2. Vanilla RAG breaks on the queries users actually type.
If you've worked with RAG before, you know the textbook setup. Chunk the document, embed the chunks, store the vectors, embed the query at retrieval time, find the closest matches. Works great on benchmarks where the queries are specific.
It doesn't work on "summarise the document."
I caught this on Friday. I'd been heads-down for two weeks. I thought I had a working build. I uploaded a PDF I had lying around (a paper on edge LLMs), typed "summarise the document", hit send. Claw said "Summarize the document." back to me. Just that. Like an echo. I tried twice more with different phrasing. Same answer.

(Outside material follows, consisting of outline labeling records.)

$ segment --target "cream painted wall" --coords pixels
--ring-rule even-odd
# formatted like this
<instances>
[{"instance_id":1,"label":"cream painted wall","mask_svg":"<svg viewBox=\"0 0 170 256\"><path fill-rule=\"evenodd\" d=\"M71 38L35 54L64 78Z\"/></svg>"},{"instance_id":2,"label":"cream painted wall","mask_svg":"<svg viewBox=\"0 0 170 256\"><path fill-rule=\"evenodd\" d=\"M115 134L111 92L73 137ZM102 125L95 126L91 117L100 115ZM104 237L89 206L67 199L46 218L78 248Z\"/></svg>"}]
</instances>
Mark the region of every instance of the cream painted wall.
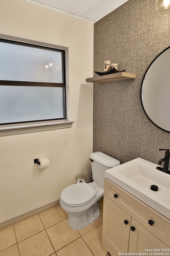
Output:
<instances>
[{"instance_id":1,"label":"cream painted wall","mask_svg":"<svg viewBox=\"0 0 170 256\"><path fill-rule=\"evenodd\" d=\"M24 0L1 0L0 33L69 49L71 128L0 137L0 223L57 200L76 174L91 178L93 23ZM44 170L35 158L48 158Z\"/></svg>"}]
</instances>

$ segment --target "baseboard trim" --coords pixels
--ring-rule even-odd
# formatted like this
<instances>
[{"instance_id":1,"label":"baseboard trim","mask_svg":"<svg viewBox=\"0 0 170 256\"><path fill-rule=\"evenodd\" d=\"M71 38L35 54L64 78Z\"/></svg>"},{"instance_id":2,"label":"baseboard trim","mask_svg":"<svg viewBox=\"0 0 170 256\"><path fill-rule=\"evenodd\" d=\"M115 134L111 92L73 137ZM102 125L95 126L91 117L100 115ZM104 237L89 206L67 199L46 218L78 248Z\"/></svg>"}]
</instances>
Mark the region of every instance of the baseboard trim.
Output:
<instances>
[{"instance_id":1,"label":"baseboard trim","mask_svg":"<svg viewBox=\"0 0 170 256\"><path fill-rule=\"evenodd\" d=\"M29 218L30 217L33 216L34 215L35 215L36 214L40 213L42 211L44 211L46 210L48 210L55 206L59 205L60 199L58 199L52 203L45 205L41 206L38 208L37 208L32 211L27 212L27 213L21 214L20 215L19 215L14 218L12 218L12 219L10 219L2 222L0 223L0 229L6 227L10 225L14 224L19 221L23 221L26 219L27 219L27 218Z\"/></svg>"}]
</instances>

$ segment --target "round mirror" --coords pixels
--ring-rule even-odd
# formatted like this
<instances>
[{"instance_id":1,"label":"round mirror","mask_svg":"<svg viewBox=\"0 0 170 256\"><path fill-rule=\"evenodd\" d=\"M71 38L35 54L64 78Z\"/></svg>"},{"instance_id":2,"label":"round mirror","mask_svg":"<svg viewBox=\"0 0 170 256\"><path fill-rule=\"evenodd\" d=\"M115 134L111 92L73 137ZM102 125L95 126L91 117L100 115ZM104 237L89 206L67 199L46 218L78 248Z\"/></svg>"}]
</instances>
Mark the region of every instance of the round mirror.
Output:
<instances>
[{"instance_id":1,"label":"round mirror","mask_svg":"<svg viewBox=\"0 0 170 256\"><path fill-rule=\"evenodd\" d=\"M145 114L155 125L170 133L170 46L160 53L142 79L141 100Z\"/></svg>"}]
</instances>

Eventually I typed "summarise llmaiedge.pdf" with the actual filename. Got a real summary.
The problem is obvious once you see it. "Summarise the document" has zero semantic overlap with the document text. The PDF doesn't contain the words "summarise" or "this document." Cosine similarity returns nothing useful. The retrieved chunk list is empty. Gemma gets the user's question with no actual document context attached. So it does what any LLM does when starved for context. It hallucinates a generic answer from its training data.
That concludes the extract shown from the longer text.